Assim, deixa de ser necessário “correr para a fila”, pois haverá um plano para os alunos almoçarem.

Recreio para os mais pequenos. Também a pensar nos mais pequenos (5.º e 6º anos), que pela primeira vez, se juntam nesta mega escola com alunos mais velhos (7.º ao 12.º), foi criado um recreio exclusivo a alunos do 5.º e do 6.º ano, ainda que estes possam circular por toda a escola como todos os outros alunos.

Sistema de segurança de emergência. A escola está equipada com um sofisticado e complexo sistema de segurança (alarmes). Por isso, todos os alunos estão a ser alertados para que não acionem inadvertidamente estes equipamentos. “Ao fazerem-no será o caos, pois a escola para e cria-se o pânico”, alertou o diretor sublinhando ainda que estes equipamentos existem apenas para situações de emergência, já que haverá cortes imediatos de energia, as portas corta-fogo são acionadas, entre outras medidas de segurança.

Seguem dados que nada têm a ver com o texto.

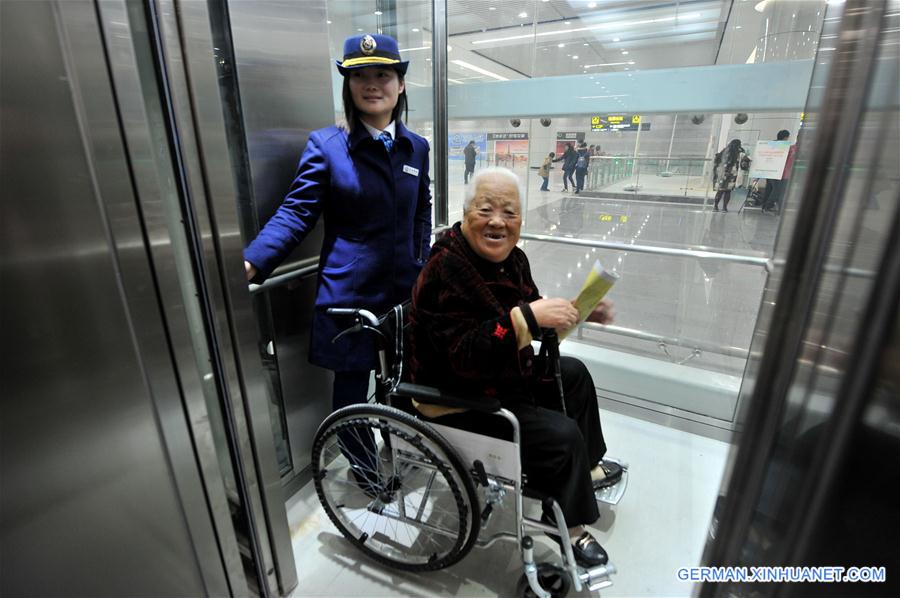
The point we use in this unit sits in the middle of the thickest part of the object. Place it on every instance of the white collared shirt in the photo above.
(391, 128)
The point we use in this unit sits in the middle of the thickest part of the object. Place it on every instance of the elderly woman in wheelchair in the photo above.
(481, 408)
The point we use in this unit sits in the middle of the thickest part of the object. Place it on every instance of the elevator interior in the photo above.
(155, 405)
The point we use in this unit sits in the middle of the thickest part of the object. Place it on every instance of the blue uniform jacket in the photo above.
(377, 210)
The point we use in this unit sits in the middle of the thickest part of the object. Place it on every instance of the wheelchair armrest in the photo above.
(435, 396)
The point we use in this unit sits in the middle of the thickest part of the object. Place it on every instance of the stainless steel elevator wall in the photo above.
(98, 497)
(284, 67)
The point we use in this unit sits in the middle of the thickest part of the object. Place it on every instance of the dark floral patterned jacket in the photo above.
(461, 332)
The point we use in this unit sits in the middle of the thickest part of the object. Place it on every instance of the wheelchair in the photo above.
(403, 490)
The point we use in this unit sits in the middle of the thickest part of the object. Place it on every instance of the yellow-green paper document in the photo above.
(598, 282)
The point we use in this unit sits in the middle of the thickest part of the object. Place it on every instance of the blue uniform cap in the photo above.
(371, 49)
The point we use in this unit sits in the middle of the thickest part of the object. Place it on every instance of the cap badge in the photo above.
(367, 45)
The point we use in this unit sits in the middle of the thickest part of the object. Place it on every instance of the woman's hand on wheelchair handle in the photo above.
(554, 313)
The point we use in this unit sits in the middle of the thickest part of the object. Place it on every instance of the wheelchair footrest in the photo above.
(597, 578)
(611, 495)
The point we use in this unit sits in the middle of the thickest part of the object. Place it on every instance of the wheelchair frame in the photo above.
(501, 475)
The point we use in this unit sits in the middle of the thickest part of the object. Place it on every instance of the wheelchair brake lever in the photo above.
(355, 328)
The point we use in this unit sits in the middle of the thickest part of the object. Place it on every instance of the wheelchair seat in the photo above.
(402, 487)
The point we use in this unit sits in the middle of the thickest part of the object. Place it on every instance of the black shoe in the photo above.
(586, 549)
(613, 473)
(588, 552)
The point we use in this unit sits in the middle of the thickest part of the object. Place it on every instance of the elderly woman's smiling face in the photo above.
(493, 221)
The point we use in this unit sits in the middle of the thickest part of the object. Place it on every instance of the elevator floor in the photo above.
(660, 525)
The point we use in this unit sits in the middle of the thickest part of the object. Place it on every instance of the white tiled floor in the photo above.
(659, 526)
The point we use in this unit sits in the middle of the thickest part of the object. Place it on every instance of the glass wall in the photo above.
(691, 273)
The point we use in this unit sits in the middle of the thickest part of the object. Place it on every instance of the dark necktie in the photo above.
(385, 138)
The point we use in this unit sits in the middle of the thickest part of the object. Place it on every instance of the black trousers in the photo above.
(558, 451)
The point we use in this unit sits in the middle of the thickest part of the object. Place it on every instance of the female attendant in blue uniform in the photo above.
(370, 181)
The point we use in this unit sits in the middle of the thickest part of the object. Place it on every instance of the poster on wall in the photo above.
(510, 152)
(458, 141)
(769, 158)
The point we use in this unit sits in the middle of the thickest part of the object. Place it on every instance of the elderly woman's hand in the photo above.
(604, 313)
(554, 313)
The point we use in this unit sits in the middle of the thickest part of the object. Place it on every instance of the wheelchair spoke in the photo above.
(392, 489)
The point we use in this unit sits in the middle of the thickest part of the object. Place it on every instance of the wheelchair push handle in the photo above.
(365, 320)
(364, 316)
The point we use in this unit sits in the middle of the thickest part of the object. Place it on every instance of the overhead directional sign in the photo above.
(618, 122)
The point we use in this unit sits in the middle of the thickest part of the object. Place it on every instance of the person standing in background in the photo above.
(544, 172)
(568, 159)
(369, 180)
(582, 162)
(725, 171)
(470, 151)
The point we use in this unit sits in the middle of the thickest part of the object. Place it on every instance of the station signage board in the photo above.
(618, 122)
(506, 136)
(570, 136)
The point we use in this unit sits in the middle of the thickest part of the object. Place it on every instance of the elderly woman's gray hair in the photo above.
(494, 171)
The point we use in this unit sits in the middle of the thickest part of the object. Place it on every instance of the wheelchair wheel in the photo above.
(394, 487)
(552, 578)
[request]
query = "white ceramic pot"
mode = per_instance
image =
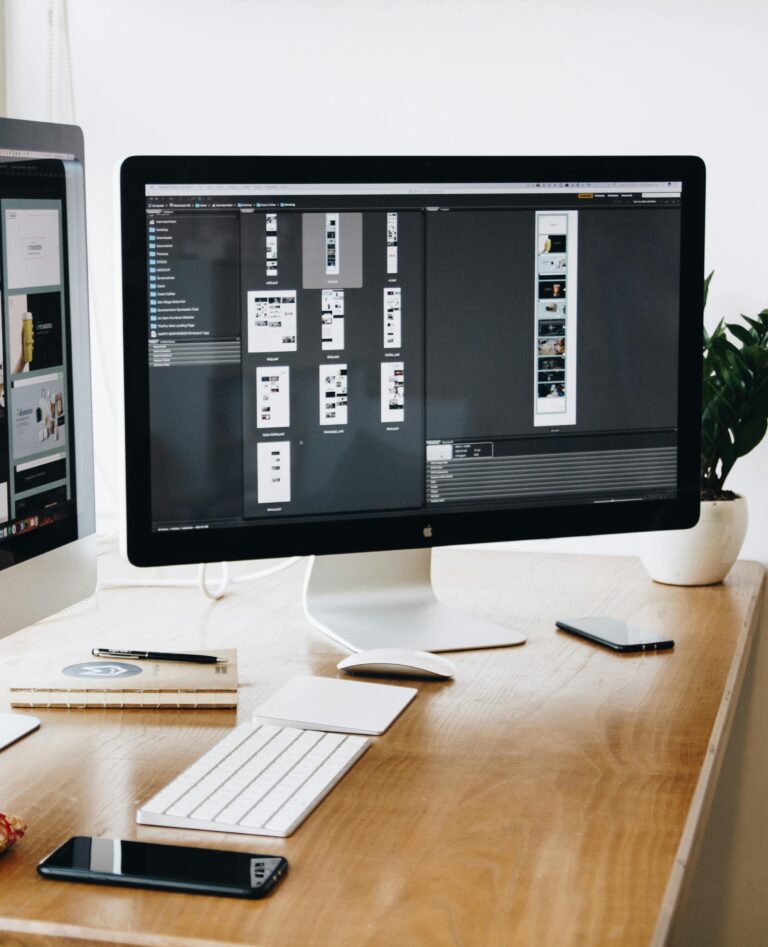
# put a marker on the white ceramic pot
(702, 555)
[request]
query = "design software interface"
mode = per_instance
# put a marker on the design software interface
(330, 350)
(37, 476)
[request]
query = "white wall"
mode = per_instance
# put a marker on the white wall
(415, 76)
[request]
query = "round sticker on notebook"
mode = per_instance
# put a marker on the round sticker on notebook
(102, 669)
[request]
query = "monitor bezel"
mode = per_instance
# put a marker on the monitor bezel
(422, 529)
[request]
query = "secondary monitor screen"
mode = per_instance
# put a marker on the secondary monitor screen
(42, 268)
(341, 352)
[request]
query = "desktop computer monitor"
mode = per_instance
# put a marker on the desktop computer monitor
(47, 523)
(337, 356)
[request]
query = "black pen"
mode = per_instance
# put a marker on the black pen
(157, 656)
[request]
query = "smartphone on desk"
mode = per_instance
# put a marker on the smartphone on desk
(616, 634)
(164, 867)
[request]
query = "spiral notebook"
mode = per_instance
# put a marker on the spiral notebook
(73, 680)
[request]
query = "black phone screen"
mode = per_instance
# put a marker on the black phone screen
(173, 867)
(616, 634)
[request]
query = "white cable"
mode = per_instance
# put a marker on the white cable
(226, 580)
(221, 590)
(272, 570)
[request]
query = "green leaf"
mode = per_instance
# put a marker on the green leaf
(742, 334)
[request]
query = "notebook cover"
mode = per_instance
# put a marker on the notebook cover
(326, 703)
(72, 680)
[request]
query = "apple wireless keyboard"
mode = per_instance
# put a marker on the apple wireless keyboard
(258, 780)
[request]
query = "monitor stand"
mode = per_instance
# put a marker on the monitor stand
(385, 600)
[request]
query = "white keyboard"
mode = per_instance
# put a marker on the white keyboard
(259, 780)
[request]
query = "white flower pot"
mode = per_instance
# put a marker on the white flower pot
(702, 555)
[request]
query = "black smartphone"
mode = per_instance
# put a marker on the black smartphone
(164, 867)
(616, 634)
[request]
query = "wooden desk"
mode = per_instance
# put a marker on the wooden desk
(552, 794)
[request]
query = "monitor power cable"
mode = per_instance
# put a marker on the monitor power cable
(214, 592)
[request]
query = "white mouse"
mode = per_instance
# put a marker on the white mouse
(399, 661)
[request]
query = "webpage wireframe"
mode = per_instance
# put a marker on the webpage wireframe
(34, 445)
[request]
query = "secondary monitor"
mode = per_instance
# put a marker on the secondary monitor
(336, 356)
(47, 523)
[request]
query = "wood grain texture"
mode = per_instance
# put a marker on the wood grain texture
(552, 794)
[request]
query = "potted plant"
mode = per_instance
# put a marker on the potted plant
(734, 421)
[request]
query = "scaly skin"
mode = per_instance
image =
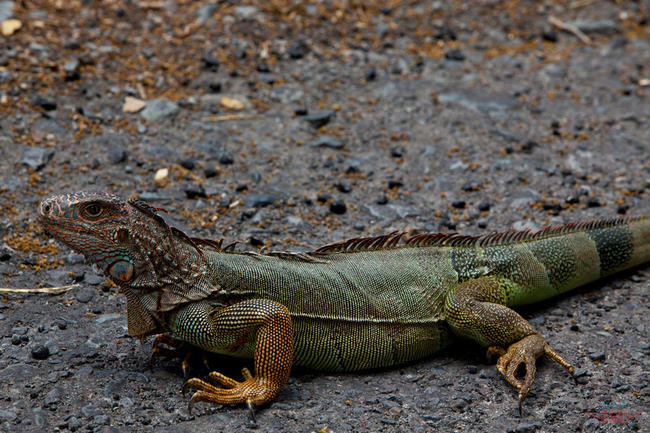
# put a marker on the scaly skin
(358, 304)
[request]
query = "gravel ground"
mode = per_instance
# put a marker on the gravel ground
(286, 125)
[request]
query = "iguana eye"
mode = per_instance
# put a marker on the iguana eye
(93, 210)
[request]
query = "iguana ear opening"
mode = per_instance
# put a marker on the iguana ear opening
(121, 271)
(139, 320)
(122, 235)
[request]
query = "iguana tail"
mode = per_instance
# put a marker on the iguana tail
(558, 259)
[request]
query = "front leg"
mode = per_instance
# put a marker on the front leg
(263, 322)
(476, 309)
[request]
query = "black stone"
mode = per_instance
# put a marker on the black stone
(549, 35)
(71, 70)
(327, 141)
(572, 199)
(455, 54)
(343, 186)
(40, 352)
(263, 67)
(322, 198)
(187, 163)
(116, 155)
(529, 146)
(318, 119)
(338, 207)
(298, 50)
(370, 74)
(72, 45)
(225, 158)
(210, 172)
(210, 62)
(259, 200)
(195, 191)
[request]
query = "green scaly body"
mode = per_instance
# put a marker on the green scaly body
(358, 304)
(375, 308)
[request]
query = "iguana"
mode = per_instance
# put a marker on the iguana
(358, 304)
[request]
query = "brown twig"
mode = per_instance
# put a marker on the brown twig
(556, 22)
(51, 290)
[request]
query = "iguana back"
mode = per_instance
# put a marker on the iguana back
(361, 303)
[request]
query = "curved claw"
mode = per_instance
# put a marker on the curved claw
(525, 352)
(251, 414)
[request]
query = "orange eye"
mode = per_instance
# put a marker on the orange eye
(93, 210)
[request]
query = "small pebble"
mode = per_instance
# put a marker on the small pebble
(40, 352)
(338, 207)
(195, 191)
(188, 164)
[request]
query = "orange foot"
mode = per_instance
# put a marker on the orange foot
(525, 352)
(254, 391)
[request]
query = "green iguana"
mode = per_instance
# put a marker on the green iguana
(362, 303)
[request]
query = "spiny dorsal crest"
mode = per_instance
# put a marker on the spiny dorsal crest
(402, 239)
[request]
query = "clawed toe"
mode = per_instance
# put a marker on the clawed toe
(525, 352)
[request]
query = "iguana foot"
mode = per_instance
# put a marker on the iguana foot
(168, 346)
(253, 391)
(525, 352)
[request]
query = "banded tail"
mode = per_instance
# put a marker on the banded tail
(558, 259)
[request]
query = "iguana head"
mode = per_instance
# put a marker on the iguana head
(122, 237)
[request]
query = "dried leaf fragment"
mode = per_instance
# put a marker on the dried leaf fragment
(231, 103)
(133, 105)
(11, 26)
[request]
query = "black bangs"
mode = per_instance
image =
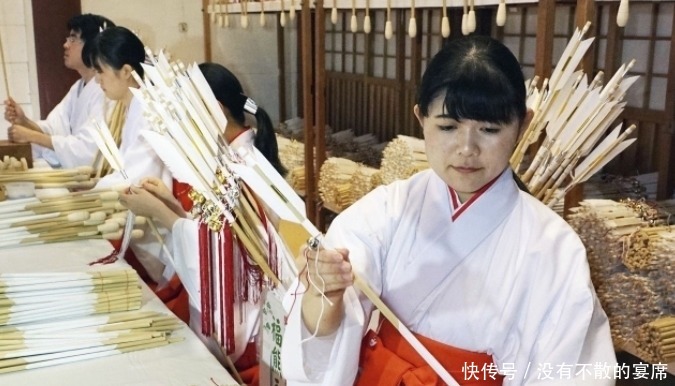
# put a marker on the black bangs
(481, 95)
(478, 78)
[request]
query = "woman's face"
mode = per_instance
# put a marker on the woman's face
(115, 83)
(466, 154)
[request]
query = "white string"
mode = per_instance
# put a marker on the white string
(321, 290)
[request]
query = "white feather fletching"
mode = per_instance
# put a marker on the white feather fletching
(180, 169)
(106, 144)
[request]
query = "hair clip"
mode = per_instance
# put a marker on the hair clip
(250, 106)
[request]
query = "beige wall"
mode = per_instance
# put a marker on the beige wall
(16, 32)
(157, 22)
(251, 54)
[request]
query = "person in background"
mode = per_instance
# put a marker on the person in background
(154, 199)
(491, 281)
(117, 53)
(62, 139)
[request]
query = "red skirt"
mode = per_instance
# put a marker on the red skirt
(387, 359)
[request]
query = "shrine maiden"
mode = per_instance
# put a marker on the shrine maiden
(155, 200)
(486, 276)
(116, 53)
(63, 138)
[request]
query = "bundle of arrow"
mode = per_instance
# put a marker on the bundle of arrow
(656, 340)
(630, 251)
(8, 163)
(572, 116)
(48, 319)
(68, 216)
(403, 157)
(187, 122)
(77, 178)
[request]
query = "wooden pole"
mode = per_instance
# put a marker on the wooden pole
(5, 76)
(308, 108)
(320, 98)
(585, 13)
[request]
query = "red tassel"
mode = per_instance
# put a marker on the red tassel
(112, 257)
(272, 259)
(227, 287)
(205, 279)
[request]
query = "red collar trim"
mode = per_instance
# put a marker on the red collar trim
(458, 208)
(246, 128)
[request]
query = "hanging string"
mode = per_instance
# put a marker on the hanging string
(465, 18)
(501, 13)
(212, 14)
(5, 76)
(387, 24)
(333, 13)
(226, 22)
(291, 13)
(412, 25)
(244, 14)
(282, 15)
(366, 20)
(471, 20)
(262, 13)
(622, 14)
(220, 14)
(354, 25)
(445, 22)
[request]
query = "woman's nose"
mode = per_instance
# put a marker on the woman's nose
(467, 144)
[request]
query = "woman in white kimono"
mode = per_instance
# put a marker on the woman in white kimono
(116, 53)
(155, 200)
(490, 279)
(63, 139)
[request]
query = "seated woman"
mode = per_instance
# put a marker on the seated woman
(116, 53)
(492, 282)
(155, 200)
(62, 138)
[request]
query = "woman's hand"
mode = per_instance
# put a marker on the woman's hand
(20, 134)
(14, 113)
(141, 202)
(327, 273)
(157, 187)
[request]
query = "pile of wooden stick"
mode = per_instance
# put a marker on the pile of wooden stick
(630, 253)
(363, 181)
(12, 164)
(572, 118)
(403, 157)
(292, 156)
(48, 319)
(334, 185)
(71, 216)
(77, 178)
(656, 340)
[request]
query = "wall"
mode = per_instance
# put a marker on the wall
(16, 32)
(251, 54)
(157, 22)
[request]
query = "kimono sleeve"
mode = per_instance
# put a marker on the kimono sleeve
(334, 360)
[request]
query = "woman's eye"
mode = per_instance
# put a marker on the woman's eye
(491, 130)
(448, 127)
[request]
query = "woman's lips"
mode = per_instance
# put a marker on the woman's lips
(465, 169)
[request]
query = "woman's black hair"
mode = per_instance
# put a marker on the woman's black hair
(228, 91)
(116, 47)
(88, 26)
(481, 80)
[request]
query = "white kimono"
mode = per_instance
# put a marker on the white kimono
(507, 277)
(185, 242)
(140, 161)
(67, 125)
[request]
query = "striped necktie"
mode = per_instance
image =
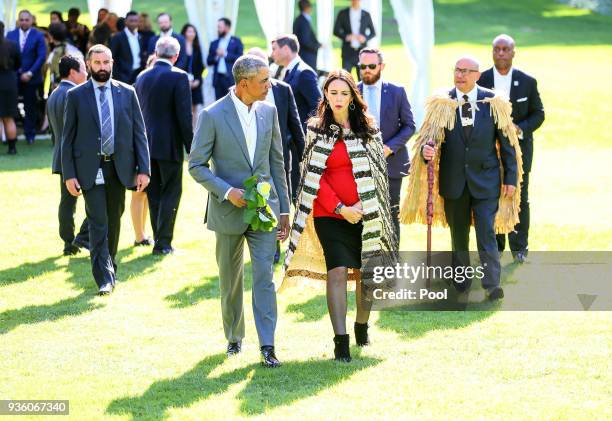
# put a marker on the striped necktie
(108, 144)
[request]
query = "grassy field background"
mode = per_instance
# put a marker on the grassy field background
(154, 349)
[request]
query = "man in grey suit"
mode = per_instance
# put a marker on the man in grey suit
(238, 137)
(104, 151)
(72, 72)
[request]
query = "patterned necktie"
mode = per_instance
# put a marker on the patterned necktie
(108, 146)
(466, 112)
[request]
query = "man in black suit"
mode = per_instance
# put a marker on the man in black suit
(469, 177)
(355, 28)
(104, 151)
(165, 96)
(72, 72)
(164, 21)
(302, 29)
(528, 116)
(222, 54)
(129, 52)
(303, 82)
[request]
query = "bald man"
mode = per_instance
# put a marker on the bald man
(470, 180)
(528, 116)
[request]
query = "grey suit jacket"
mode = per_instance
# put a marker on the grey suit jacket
(81, 139)
(219, 159)
(55, 112)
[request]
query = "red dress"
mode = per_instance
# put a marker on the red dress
(337, 183)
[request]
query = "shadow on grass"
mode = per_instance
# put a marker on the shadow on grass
(298, 380)
(81, 278)
(209, 289)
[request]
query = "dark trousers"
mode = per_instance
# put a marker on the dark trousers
(65, 215)
(164, 194)
(222, 85)
(29, 93)
(104, 205)
(519, 237)
(395, 190)
(458, 215)
(350, 62)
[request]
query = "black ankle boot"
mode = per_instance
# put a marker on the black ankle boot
(12, 146)
(361, 334)
(341, 349)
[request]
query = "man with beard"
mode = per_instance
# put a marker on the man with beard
(389, 105)
(104, 151)
(222, 54)
(528, 116)
(164, 21)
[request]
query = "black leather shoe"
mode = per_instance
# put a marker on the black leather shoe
(268, 357)
(495, 293)
(163, 252)
(233, 348)
(106, 289)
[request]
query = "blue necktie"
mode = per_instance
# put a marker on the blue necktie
(106, 124)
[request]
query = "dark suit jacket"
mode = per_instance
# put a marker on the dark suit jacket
(81, 139)
(55, 112)
(181, 63)
(527, 108)
(303, 81)
(288, 120)
(165, 97)
(396, 125)
(342, 28)
(309, 44)
(474, 161)
(33, 55)
(122, 57)
(234, 50)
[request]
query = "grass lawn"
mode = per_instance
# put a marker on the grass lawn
(154, 349)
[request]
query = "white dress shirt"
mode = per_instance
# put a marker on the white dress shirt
(502, 83)
(355, 17)
(472, 98)
(134, 47)
(373, 96)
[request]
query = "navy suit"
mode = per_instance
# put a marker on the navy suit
(528, 114)
(81, 159)
(222, 82)
(397, 126)
(470, 183)
(292, 134)
(123, 60)
(181, 63)
(309, 44)
(165, 96)
(67, 206)
(33, 57)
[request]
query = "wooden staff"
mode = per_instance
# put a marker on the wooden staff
(430, 180)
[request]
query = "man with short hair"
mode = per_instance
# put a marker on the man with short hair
(389, 105)
(104, 151)
(238, 137)
(302, 29)
(164, 21)
(128, 50)
(355, 28)
(165, 97)
(33, 50)
(222, 54)
(528, 116)
(72, 72)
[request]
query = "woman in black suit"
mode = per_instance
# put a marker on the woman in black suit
(195, 66)
(10, 61)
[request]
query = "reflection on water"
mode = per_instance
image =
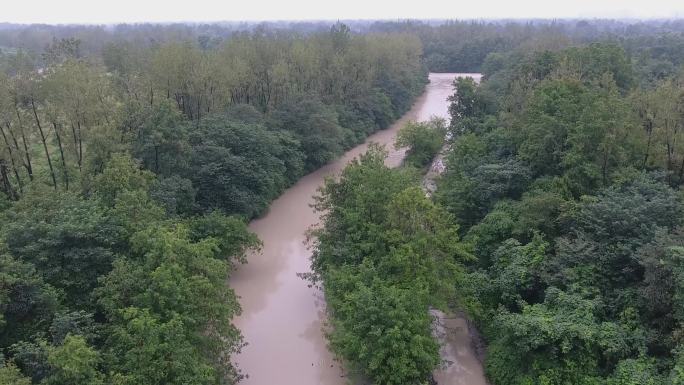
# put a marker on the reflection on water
(281, 315)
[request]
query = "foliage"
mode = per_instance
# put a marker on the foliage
(423, 140)
(385, 254)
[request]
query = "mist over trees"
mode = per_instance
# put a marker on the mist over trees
(128, 171)
(132, 157)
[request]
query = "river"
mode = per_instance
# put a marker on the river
(282, 316)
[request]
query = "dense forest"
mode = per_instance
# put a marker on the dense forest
(127, 176)
(556, 226)
(132, 157)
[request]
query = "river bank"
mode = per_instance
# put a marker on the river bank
(282, 316)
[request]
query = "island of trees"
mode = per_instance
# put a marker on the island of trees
(131, 158)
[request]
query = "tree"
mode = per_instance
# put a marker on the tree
(74, 363)
(424, 141)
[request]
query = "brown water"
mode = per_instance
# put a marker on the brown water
(282, 316)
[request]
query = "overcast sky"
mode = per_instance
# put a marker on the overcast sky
(115, 11)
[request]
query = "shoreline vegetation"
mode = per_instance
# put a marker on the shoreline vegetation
(132, 157)
(128, 176)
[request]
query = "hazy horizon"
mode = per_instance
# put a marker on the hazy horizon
(208, 11)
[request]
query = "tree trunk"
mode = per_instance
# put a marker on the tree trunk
(42, 138)
(27, 164)
(61, 153)
(11, 155)
(6, 185)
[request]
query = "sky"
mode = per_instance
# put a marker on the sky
(131, 11)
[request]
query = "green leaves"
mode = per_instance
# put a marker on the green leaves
(386, 254)
(424, 140)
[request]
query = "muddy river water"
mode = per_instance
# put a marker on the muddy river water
(282, 316)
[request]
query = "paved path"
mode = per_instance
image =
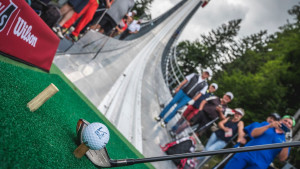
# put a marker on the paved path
(125, 82)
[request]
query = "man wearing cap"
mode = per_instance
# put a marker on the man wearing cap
(248, 129)
(133, 28)
(228, 128)
(192, 110)
(269, 133)
(210, 109)
(192, 87)
(114, 15)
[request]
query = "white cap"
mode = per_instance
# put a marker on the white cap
(208, 71)
(229, 94)
(240, 110)
(215, 85)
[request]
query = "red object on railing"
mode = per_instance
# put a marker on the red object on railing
(25, 36)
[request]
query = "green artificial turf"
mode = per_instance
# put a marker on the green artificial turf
(46, 138)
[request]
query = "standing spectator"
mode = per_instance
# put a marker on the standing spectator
(120, 28)
(103, 6)
(192, 87)
(192, 110)
(133, 28)
(114, 15)
(228, 128)
(269, 133)
(87, 14)
(272, 117)
(130, 16)
(210, 109)
(67, 11)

Conforto e tranquilidade da biblioteca. Numa breve visita à biblioteca, a professora Manuela Monteiro, responsável pelo espaço, realça como este é convidativo e acolhedor, proporcionando todos os serviços – leitura, estudo e lazer. Um espaço onde o conforto, a tranquilidade, a luz natural ajudam ao equilíbrio e bem-estar.
“Não dá para comparar com a outra biblioteca onde, mesmo assim, tínhamos uma média diária de 120 alunos e 2 a 3 turmas na biblioteca ao longo do dia. “Queremos aumentar essa média”, todavia, não deixa de lamentar que num local tão belo e nobre haja uma grande falta de meios informáticos: o ideal era ter cerca de 10 a 15 computadores para os alunos. “Neste momento temos apenas oito velhos PC’s e portáteis de 2007, completamente obsoletos”.

Pais satisfeitos. Para Ana Paula Gama, da Associação de Pais e Encarregados de Educação, trata-de de uma escola nova e de uma direção nova, estando, por isso, “reunidas todas as condições para que esta seja uma escola de excelência”. Um espaço que reúne todas as condições para o ensino de qualidade, ainda que esteja ciente de que, neste arranque, há alguns constrangimentos a ultrapassar: “é uma fase de aprendizagem para todos”. Tal como o diretor, apela à consciência e civismo dos alunos para que mantenham a escola limpa, asseada, evitando estragar equipamentos, porque a escola é de todos e para todos.
Com o processo de transferência para esta nova escola concluído, a direção sublinha o facto da cantina continuar a funcionar por administração-direta, por forma a manter uma alimentação o mais próxima possível da comida caseira, confecionada com toda a qualidade. Ao mesmo tempo, recorda que as turmas incluem vários alunos com necessidades educativas especiais, o que requer uma exigência muito maior a todos os profissionais e colaboradores.
A terminar evidenciam também que os cortes da Parque Escolar para com esta obra obrigaram a colocar nesta nova escola todo o equipamento e mobiliário existente nas duas antigas escolas. Tudo foi aproveitado, faltando por isso ainda muito mobiliário e equipamento para preencher todos os espaços desta mega-escola.
A direção não deixa de elogiar a forma exemplar como o empreiteiro da obra colaborou com a mudança, num esforço colossal. Para além de ter prestado uma ajuda imprescindível na mudança, continuará presente na escola até dezembro, já que existem pequenas obras e afinações a realizar, mas apenas quando não houver aulas, ou seja, durante a noite e finais de semana.

Aluno-padrinho

Numa escola onde se cruzam, pela primeira vez, alunos com idades tão díspares, houve a necessidade de assegurar a melhor convivência entre as diferentes faixas etárias. Criar e fortalecer laços de amizade é imperativo numa escola com esta dimensão. Nasceu assim o projeto que tem dado frutos muito positivos em escolas grandes como esta.
O conceito de “aluno-padrinho” vai ser uma realidade neste novo espaço. Os alunos do 12.º ano vão ser incentivados e convidados a apadrinhar alunos do 5.º ano e os do 11.º ano a apadrinhar os alunos do 6.º ano.
“Queremos que os alunos mais velhos, no dia a dia, orientem e protejam os mais novos por forma a que estes se sintam mais seguros, integrados e confortados”, avança Jorge Humberto Pereira.